The failure of the four early tests indicates that there is no current or previous infection. Of course, it should be noted that in this case there is no immunity for this virus, so it should be done on vaccination.
If only four of the above tests are positive (anti-HBs) alone, there is no problem with the infection and the immune system is well suited to the virus.
If tests two and three are positive, the infection is gone, but the probability of the virus being hidden is also due to the suppression of the immune system.
If tests 1 and 4 are positive, it indicates an active infection. Usually associated with symptoms. It is contagious. It can become chronic.
If tests 3 and 4 are positive, the active infection has been eliminated.

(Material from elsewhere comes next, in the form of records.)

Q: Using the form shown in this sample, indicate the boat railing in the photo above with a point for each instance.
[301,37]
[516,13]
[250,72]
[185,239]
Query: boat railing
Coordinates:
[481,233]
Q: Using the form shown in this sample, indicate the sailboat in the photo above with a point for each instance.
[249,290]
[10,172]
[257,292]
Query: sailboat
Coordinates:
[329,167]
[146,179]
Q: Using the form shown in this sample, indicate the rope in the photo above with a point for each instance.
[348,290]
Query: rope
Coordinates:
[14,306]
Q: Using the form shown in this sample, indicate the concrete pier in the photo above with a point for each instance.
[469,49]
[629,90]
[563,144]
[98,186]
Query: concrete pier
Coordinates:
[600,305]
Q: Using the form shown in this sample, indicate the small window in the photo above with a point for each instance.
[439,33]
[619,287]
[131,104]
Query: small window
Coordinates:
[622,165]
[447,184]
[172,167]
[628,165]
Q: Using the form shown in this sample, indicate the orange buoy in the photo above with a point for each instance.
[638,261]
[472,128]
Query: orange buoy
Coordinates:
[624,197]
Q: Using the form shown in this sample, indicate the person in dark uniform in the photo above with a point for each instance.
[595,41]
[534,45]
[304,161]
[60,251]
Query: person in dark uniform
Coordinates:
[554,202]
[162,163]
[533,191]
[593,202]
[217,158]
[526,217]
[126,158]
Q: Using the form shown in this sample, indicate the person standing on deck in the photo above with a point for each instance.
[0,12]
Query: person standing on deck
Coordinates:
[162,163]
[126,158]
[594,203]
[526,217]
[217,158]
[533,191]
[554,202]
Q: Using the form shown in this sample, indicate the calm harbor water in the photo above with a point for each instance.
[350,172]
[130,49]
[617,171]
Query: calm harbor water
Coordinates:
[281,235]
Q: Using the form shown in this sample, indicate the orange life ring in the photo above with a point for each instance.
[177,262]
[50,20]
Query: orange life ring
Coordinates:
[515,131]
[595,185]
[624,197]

If tests 1 and 3 are positive, the active infection is chronic and there is a risk of liver damage. The possibility of a latent infection is not expected at this stage.
This test does not require any special training. Even if you feel that you do not have any clinical symptoms but are exposed to one of the ways to get this virus, it's best to have a simple blood test to find out. Even if you have been infected with this virus, treatment is very effective in the treatment process and minimizes the risk of liver damage.
The blood bank carries out all tests for the blood virus on blood donors, so blood donors are not worried.
Note that if you are not exposed to the virus and do not remember your last vaccination, you will probably receive a dose of immunoglobulin hepatitis B (HBIG) within 24 hours and usually the first dose of the hepatitis B vaccine. They will help you to control the virus.
You can simply use the membership in Trita and enter the user's area of the Intelligent Physician System, you will also be able to test your Hepatitis Trita in Trita and interpret the values in your test without a doctor. Please refer to the Blood Tests section at the beginning of the study.